To replace Mr. Hurd, H.P.’s board hired Léo Apotheker, the former chief executive of the German software giant SAP, even though SAP had declined to renew Mr. Apotheker’s contract after just seven months in the top position and he was linked to a software theft scandal that cost SAP a $1.3 billion damages award (he has denied any direct involvement). Nor, as a software executive, did he have much experience with hardware, especially the printers and servers at the core of H.P.’s franchise.

On Jan. 20 this year, H.P. announced the resignations of four directors, two of whom had initially supported Mr. Hurd during board deliberations and resisted his immediate ouster, according to people with knowledge of the decision. Mr.

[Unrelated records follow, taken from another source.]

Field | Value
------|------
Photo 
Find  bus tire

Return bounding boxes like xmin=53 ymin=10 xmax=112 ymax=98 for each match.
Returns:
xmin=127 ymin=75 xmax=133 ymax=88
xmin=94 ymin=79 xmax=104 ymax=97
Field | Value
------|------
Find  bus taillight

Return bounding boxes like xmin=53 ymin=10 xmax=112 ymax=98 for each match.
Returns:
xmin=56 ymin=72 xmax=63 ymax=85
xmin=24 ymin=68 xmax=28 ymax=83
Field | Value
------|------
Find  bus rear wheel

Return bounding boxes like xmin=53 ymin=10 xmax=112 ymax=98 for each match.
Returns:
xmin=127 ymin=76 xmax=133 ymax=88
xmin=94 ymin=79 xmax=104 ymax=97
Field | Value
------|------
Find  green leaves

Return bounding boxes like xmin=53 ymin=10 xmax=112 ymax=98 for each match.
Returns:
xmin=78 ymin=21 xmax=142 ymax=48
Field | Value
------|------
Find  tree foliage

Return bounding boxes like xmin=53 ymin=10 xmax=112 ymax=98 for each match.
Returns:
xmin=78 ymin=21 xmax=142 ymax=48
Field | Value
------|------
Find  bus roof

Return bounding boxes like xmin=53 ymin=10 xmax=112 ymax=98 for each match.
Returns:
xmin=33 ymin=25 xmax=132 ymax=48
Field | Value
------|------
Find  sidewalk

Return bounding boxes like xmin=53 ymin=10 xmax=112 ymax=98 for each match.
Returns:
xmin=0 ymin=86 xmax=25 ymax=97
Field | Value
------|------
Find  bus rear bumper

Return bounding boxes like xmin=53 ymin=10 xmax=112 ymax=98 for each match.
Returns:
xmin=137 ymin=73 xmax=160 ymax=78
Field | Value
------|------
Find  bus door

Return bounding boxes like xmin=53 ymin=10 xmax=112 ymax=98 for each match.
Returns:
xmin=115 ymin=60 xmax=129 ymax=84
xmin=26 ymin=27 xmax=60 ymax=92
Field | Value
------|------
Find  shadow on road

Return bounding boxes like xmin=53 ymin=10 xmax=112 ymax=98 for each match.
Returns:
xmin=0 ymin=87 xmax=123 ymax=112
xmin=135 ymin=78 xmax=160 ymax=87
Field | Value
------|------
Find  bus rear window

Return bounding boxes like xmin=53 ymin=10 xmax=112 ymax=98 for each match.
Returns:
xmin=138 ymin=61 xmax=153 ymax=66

Apotheker served on a committee that proposed the five new directors to replace them, prompting sharp criticism from the shareholder watchdog Institutional Shareholder Services, which said H.P. had violated its own rules in allowing its chief executive to play a role in choosing board members who are supposed to be independent. (H.P.’s chairman, Ray Lane, denied any violation of rules, and told Bloomberg News that the new board members “aren’t buddies of Apotheker,” adding that “because Léo and I know the industry, it would be hard to pick any name we don’t know.” An H.P. spokeswoman said that the company drew praise from many corporate governance experts for shaking up the board.)

After taking time to study H.P.’s operations, Mr. Apotheker hosted a three-day conference, “HP Summit 2011,” beginning March 14 at the Yerba Buena Center for the Arts in San Francisco, a venue long associated with dazzling new product announcements from Apple. His presentation emphasized cloud computing and software, including WebOS, the highly regarded operating system H.P. gained when it acquired Palm Inc. under Mr. Hurd. Mr. Apotheker revealed that WebOS would be the future operating system in all the company’s computers and said that H.P. would be shipping 100 million devices using it. He said curiously little about H.P.’s vaunted printer or server divisions, which accounted for the bulk of the company’s profits.